I don't know if I'm going to throw the baby out with the bath water or what. I don't know what I believe anymore. I don't know if I'm going to believe again or not, but if I do, I will come back to the faith on entirely different foundations that those I was planted on.

I was asked by a close relative to assist with a funeral for a distant relative this Christmas weekend. I gave up weddings early this year. I've had enough of them. I quit. I think this may just end up being my last funeral. I haven't preached in a while. Been turning down invitations. I can't stand up in front of people and lie, and I'm pretty sure they're not ready to hear what I really think at this point. I haven't even been to church in months.
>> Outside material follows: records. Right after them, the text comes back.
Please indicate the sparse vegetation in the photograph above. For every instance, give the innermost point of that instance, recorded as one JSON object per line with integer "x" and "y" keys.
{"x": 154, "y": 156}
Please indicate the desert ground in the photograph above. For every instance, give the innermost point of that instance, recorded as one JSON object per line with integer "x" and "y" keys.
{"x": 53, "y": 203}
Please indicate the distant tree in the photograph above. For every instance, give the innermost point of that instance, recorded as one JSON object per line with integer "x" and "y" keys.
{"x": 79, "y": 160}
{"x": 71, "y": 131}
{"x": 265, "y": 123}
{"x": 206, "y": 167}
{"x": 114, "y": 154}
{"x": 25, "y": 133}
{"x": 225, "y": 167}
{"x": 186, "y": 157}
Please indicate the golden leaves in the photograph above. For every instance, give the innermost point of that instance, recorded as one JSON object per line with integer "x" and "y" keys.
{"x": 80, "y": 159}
I've enjoyed not going and really could care less about when and where I go back, although I have to lie and tell my church-going friends that I've visited a few places here and there, so they'll feel better and won't be burdened to witness to me. If I were to be honest about how I feel and what I think, it would seriously screw up the theology and self-confidence of a lot of people I know who are perfectly content being plugged into the Matrix. If they want to go down the rabbit hole one day, that's great, but I'm not pulling their plug until I know just where the hell this thing is going.

So after I got suckered into agreeing to "assist" with this guy's funeral, who I don't know, I found out it's a memorial service because he's going to be cremated. Ok, fine, whatever. Doesn't bother me none. Then I find out from family members that he was quite the "hell raiser" in his day. Never darkened the door of the church and was quite a jerk to most who knew him. He's been in nursing home for a while, lost a battle with cancer at 58. Kicker to the whole story I learn tonight is that when the memorial service is over his wife is spreading his ashes on the front lawn of the local casino, his favorite place in the whole world. So, here I am, a drop out preacher, on the verge of losing faith if not my mind, going to speak at this guy's funeral tomorrow who apparently didn't believe in anything except finding a machine that's hot. I got to admit, if God is real, He's got one hell of a sense of humor.

Wednesday, December 13, 2006

Then Let Us Doubt

"The beginning of wisdom is found in doubting; by doubting we come to the question, and by seeking we may come upon the truth."

— Pierre Abelard


There are days when the questions roll on like the miles of the road. You stop one day and try to remember just where you are and how you got there. I've come to a lonely place and choose to sit awhile with myself. There is a strange romantic irony that only in losing yourself can you truly ever find yourself, that there is much we can learn when we realize that we know nothing.